Hey, sorry I've been MIA the last long while. 2015 was pretty hectic for me.

In April, I found out I was 4 week's pregnant. My little Jelly Bean arrived in my tummy on March 23, 2015. In August, we found out the little one was going to be a little girl. We picked a gorgeous name, Taylor Katerina Selena (Not saying her last name though).

We moved to a bigger home on November 1st, 2015, and I'd unfortunately lost my job a few days earlier. On November 31st I had my third ultra-sound, and supposed to be my last one. Taylor was healthy, already in the birthing position, with her head firmly planted where it was supposed to be.

Later that night, my man and I were watching Netflix, and I felt her kicking into December 1st. We went to bed, and the next morning, I got up for our doctor's appointment, at 10:00 am.

The doc was using the Doppler, to listen to her heart-beat, but we couldn't hear it. I was sent to the hospital, into the Maternity ward, so they could use their stuff to find Taylor's heart-beat. They couldn't, and I called my man from work. He was there for only two hours, before I did. The staff sent me for another ultra-sound, and at 3:10 pm, we found out... We found out Taylor was dead.
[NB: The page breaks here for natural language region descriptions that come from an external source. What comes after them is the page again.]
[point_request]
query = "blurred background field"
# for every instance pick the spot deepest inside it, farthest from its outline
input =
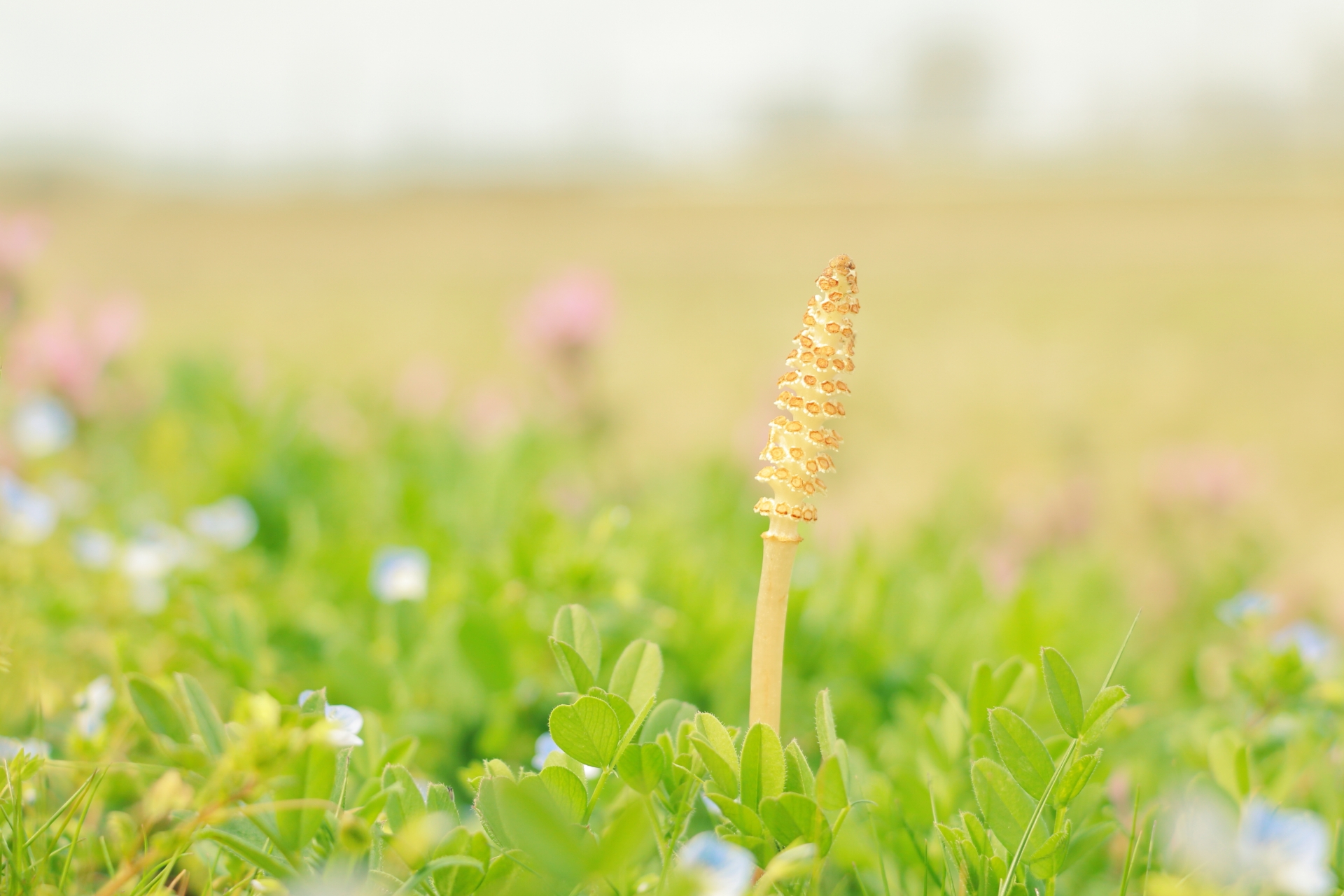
(346, 344)
(1098, 337)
The hospital induced my labour, and the next day, on Dec. 2nd, my water broke. My guy was beside me the whole time, being my strength. My shoulder to cry on. He was doing everything he could to make thing's easier for me. He wouldn't let himself break, not until he knew I was alright, and could be his strength.

December 2nd, 2015, 8:11 pm, Taylor arrived, beautiful, fully formed, and with her daddy's hair, eye shape, my nose, and mouth. She was 7 pounds, 4 ounces. 20 and a 1/4 inches long.
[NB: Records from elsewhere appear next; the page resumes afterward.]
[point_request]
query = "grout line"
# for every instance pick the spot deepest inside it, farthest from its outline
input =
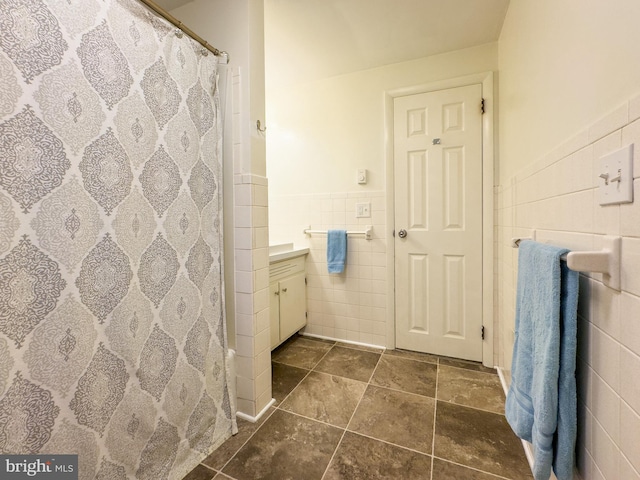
(471, 468)
(435, 412)
(351, 419)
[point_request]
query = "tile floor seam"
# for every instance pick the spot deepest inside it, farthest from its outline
(469, 406)
(277, 406)
(311, 418)
(403, 391)
(413, 450)
(345, 444)
(435, 410)
(469, 370)
(241, 447)
(472, 468)
(373, 372)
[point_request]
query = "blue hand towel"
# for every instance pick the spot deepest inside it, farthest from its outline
(336, 250)
(541, 402)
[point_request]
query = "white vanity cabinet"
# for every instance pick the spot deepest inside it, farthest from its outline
(287, 298)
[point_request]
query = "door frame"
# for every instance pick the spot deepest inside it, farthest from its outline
(488, 142)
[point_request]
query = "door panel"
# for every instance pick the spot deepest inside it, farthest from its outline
(438, 202)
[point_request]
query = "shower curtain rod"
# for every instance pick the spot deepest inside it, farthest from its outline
(170, 18)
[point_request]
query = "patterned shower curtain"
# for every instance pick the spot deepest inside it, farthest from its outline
(112, 334)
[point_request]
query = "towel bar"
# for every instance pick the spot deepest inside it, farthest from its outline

My sister-in-law hired us a doula, as soon as she found out. And the woman she hired for us was awesome. She went snap-happy with her camera. I'm happy she did.

I was the first to hold her, and my man was the second. The doula took pictures with Taylor in our arms, and our families' arms.

We agreed to have a full autopsy, and when the report came back, it was even more devastating.

Taylor was perfectly healthy. Perfectly healthy.

We had four more weeks, before she was due. And I had ghost labour pains on Christmas day. She would have been our Christmas present, and would have arrived at 3:30 pm. That's when the pains ended.

If any of you have lost a sibling, your parent's, or your child, you know what the pain is like.

But for me, loosing my grandpa was nothing compared to loosing my daughter. I never got to hear her as she arrived in the world. I never got to hear her. I'll never get to see her grow up, or have any friends.

Don't take the little thing's for granted. Because you never know when you won't have them anymore.